En concreto, asistieron las consejeras, Carmen Bermúdez-Coronel García de Vinuesa y Raquel Santiago Moya, así como la secretaria de la asociación, Amparo Martín Fernández.
Entre sus propuestas, destacaron las de promover la cotitularidad y facilitar el proceso de gestión y registro; articular fondos para investigación e innovación con perspectiva de género, como por ejemplo en la fabricación de maquinaria agrícola; incentivar la incorporación de mujeres y jóvenes al sector agrario, con empleos estables y de calidad; impulsar la transversalidad del enfoque de género en la política de desarrollo sostenible de la actividad agraria, y garantizar recursos para formación y profesionalización.
Por otra parte, las representantes de las mujeres cooperativistas trasladaron otras problemáticas del sector agroalimentario en general, que piden se tengan en cuenta en la PAC y su distribución de fondos. En este sentido, y en línea con lo defendido por Cooperativas Agro-alimentarias de Andalucía , instaron a destinar recursos a infraestructuras de regadío que garanticen el acceso al agua a todos los cultivos y territorios; a reforzar los mecanismos de lucha contra el fraude; a actualizar los precios de referencia; o a asegurar la aplicación de herramientas de autorregulación por parte de los propios sectores.

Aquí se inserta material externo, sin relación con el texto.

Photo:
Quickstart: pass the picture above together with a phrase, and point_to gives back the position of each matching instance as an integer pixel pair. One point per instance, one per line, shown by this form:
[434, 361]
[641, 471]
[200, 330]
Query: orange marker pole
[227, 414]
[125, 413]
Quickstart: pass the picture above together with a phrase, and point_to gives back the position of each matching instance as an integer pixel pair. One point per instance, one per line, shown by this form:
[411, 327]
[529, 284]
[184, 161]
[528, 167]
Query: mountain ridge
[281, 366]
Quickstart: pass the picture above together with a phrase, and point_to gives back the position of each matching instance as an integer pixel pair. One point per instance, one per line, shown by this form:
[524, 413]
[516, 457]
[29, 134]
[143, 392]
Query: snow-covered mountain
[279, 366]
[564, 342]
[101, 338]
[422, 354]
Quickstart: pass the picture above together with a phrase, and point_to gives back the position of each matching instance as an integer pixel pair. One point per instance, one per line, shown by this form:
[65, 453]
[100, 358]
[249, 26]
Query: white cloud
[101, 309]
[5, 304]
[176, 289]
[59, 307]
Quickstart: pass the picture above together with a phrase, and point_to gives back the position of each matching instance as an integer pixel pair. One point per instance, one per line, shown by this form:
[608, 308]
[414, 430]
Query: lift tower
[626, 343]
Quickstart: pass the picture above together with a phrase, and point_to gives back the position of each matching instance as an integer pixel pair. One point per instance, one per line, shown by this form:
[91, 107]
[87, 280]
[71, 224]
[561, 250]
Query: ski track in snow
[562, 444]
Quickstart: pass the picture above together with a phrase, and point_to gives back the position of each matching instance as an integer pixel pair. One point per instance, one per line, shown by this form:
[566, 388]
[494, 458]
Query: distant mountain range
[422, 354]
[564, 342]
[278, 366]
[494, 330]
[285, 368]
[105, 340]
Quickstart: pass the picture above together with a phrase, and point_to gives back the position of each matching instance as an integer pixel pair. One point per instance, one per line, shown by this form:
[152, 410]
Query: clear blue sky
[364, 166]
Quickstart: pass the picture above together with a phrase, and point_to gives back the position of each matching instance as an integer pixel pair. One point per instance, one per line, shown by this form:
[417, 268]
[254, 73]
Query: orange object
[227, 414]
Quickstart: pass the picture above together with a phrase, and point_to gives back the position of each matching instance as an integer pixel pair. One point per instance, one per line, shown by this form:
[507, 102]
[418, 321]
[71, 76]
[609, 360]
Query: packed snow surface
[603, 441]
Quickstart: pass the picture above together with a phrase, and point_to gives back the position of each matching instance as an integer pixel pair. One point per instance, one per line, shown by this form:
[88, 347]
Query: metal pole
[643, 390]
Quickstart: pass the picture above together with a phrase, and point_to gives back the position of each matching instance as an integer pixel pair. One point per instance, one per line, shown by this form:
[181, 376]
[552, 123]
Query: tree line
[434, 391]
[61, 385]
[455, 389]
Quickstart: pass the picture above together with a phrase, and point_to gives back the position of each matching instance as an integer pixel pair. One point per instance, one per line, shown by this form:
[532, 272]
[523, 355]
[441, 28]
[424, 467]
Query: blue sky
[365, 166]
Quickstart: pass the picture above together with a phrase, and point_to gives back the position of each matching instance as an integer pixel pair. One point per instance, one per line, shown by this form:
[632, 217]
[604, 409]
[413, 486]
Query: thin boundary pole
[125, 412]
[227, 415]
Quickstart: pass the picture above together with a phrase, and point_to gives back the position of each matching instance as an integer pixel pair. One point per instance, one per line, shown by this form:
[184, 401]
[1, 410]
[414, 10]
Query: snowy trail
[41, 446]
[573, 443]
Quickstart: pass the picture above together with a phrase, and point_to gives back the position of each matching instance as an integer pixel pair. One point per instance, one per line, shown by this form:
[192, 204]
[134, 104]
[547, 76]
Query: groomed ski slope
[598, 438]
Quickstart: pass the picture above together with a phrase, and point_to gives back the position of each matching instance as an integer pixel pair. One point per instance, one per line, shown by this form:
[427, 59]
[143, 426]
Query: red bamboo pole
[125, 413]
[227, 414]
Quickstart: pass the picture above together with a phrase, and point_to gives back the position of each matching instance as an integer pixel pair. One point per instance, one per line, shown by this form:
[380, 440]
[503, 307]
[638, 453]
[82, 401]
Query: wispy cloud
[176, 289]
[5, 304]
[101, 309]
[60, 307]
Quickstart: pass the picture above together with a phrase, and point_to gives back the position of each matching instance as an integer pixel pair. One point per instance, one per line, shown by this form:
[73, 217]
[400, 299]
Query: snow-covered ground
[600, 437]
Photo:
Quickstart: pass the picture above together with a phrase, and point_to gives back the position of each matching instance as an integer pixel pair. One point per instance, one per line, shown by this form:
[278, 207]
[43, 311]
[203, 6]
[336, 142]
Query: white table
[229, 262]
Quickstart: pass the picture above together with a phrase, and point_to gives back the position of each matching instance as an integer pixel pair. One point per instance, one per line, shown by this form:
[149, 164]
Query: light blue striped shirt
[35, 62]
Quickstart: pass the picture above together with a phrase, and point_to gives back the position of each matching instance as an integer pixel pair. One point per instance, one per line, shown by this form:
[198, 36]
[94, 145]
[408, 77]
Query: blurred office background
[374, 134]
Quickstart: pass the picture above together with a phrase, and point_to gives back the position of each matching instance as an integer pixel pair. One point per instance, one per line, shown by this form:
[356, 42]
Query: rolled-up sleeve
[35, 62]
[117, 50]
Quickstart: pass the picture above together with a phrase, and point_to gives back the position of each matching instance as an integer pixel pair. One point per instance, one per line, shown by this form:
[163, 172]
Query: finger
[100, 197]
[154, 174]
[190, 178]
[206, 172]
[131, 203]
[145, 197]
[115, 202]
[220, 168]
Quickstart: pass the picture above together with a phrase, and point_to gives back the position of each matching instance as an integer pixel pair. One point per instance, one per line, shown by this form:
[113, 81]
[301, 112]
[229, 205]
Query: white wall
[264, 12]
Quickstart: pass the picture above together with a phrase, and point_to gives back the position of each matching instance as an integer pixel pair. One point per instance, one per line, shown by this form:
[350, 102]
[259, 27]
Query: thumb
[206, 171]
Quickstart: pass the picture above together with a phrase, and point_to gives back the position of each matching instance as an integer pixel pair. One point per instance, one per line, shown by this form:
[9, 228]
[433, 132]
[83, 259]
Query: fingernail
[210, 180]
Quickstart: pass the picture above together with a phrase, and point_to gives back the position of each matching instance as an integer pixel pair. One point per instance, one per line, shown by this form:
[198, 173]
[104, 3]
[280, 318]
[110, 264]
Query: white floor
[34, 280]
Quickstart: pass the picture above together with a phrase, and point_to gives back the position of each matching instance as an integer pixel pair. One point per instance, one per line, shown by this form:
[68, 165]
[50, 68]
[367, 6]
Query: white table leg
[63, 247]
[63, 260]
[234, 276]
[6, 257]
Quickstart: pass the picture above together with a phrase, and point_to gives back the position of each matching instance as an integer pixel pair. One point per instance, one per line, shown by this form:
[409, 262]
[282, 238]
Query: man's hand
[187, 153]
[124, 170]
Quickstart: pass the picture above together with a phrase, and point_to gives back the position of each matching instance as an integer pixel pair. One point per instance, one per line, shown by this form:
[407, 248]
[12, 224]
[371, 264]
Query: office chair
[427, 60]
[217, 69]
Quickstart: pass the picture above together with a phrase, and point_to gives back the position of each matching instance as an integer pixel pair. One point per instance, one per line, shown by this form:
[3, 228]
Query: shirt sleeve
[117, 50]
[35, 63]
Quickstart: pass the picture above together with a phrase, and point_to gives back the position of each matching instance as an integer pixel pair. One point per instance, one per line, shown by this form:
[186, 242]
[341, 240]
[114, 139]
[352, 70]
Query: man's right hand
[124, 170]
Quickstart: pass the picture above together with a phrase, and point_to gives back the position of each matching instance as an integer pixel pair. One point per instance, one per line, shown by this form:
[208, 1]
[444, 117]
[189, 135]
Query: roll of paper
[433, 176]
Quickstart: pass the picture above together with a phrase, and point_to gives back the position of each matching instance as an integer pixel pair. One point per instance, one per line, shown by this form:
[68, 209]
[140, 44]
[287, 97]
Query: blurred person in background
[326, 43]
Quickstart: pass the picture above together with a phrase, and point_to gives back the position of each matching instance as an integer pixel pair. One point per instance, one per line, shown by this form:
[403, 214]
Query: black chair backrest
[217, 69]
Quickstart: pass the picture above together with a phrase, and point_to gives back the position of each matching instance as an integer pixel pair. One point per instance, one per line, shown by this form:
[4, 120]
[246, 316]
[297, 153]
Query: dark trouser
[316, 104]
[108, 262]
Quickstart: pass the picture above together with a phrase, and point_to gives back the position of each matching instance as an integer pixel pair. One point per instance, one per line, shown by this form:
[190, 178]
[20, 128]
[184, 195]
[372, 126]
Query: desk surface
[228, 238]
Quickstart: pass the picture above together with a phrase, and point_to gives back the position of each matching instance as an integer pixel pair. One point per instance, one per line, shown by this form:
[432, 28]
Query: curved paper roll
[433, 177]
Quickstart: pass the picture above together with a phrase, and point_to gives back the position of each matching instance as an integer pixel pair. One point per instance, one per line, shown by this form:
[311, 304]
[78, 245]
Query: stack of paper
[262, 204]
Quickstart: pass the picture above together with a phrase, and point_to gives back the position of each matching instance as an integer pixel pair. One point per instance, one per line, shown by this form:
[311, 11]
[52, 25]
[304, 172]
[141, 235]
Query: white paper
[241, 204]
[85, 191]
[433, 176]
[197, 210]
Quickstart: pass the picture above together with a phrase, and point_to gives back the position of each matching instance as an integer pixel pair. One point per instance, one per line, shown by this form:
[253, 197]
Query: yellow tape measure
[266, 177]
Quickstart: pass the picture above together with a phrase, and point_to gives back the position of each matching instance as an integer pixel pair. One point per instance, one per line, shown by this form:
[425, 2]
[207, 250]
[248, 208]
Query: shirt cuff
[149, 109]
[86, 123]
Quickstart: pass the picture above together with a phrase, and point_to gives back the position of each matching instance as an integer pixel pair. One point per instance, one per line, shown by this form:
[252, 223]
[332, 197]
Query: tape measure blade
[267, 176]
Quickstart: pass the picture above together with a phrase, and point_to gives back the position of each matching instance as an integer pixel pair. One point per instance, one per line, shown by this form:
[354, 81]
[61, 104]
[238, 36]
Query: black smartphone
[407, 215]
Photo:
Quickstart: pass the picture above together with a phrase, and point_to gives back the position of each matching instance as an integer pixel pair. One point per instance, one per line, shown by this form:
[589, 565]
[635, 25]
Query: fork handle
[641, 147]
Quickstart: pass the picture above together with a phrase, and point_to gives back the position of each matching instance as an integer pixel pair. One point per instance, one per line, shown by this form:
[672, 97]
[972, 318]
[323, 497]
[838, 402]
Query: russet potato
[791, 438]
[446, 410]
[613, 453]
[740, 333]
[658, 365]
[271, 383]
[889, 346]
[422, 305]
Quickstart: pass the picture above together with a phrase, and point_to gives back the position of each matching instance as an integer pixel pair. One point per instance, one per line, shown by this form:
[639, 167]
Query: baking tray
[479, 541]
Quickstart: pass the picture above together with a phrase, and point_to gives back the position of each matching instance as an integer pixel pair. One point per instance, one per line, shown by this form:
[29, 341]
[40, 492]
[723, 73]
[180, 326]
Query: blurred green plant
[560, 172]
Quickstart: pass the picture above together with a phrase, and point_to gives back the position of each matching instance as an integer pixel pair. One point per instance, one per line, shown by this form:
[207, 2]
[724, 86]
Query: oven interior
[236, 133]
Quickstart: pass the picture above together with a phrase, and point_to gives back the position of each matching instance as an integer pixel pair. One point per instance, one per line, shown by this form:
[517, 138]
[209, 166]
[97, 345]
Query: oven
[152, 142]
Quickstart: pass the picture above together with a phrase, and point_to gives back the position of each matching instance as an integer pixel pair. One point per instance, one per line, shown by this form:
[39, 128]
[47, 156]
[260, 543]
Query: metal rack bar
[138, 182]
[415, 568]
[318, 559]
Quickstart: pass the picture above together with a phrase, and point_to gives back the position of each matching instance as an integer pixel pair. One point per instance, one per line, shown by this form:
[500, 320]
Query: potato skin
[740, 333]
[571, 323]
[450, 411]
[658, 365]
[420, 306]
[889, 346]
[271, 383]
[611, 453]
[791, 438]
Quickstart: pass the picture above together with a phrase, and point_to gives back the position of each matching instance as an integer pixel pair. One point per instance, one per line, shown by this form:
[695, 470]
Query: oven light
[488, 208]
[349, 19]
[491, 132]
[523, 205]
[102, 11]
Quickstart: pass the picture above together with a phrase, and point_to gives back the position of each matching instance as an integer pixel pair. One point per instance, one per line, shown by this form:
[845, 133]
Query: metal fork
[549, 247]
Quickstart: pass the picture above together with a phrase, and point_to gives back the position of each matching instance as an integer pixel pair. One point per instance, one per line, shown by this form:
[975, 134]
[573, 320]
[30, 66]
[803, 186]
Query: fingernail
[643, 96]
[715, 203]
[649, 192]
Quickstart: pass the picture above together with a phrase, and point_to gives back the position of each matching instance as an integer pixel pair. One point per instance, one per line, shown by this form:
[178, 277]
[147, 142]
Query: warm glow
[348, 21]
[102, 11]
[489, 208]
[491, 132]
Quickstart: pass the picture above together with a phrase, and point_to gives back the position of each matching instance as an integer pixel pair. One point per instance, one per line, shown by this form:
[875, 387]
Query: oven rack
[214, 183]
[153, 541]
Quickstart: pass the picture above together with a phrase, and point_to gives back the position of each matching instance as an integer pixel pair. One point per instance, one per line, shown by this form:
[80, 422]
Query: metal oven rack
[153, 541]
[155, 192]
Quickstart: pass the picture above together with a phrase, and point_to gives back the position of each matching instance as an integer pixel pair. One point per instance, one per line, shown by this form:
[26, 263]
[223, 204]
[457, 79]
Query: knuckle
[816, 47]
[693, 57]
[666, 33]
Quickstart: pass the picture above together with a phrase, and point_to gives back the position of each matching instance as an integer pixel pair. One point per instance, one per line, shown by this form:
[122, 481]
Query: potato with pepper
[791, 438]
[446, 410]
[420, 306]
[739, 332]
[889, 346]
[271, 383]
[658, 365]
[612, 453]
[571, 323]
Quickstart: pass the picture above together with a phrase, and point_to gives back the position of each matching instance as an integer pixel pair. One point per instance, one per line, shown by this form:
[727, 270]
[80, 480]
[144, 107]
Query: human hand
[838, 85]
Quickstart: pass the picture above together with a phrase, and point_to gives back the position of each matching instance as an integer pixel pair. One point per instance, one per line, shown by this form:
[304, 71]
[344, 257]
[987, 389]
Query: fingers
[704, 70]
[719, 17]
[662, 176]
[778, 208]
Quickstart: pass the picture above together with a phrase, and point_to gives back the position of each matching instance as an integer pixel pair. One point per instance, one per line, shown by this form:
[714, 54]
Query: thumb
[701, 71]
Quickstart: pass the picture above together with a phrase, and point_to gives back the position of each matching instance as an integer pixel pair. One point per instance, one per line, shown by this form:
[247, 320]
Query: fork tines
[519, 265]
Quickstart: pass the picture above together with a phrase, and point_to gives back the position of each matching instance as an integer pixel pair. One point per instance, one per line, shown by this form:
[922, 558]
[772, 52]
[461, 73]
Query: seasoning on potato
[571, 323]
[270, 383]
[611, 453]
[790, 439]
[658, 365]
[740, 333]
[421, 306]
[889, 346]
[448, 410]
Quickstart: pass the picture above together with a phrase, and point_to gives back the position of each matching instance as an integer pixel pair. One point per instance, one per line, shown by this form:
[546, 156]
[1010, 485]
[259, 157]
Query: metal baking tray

Asimismo, desde AMCAE-Andalucía se defendió apoyar la calidad diferenciada, así como compensar aquellas producciones menos rentables pero social y medioambientalmente imprescindibles, a fin de garantizar su mantenimiento y evitar su abandono.
Por último, las representantes de la asociación pusieron en valor el papel de las cooperativas, como modelo empresarial rentable y sostenible, que vela por la calidad y seguridad de sus producciones y garantiza empleo estable, evitando la despoblación de los territorios rurales.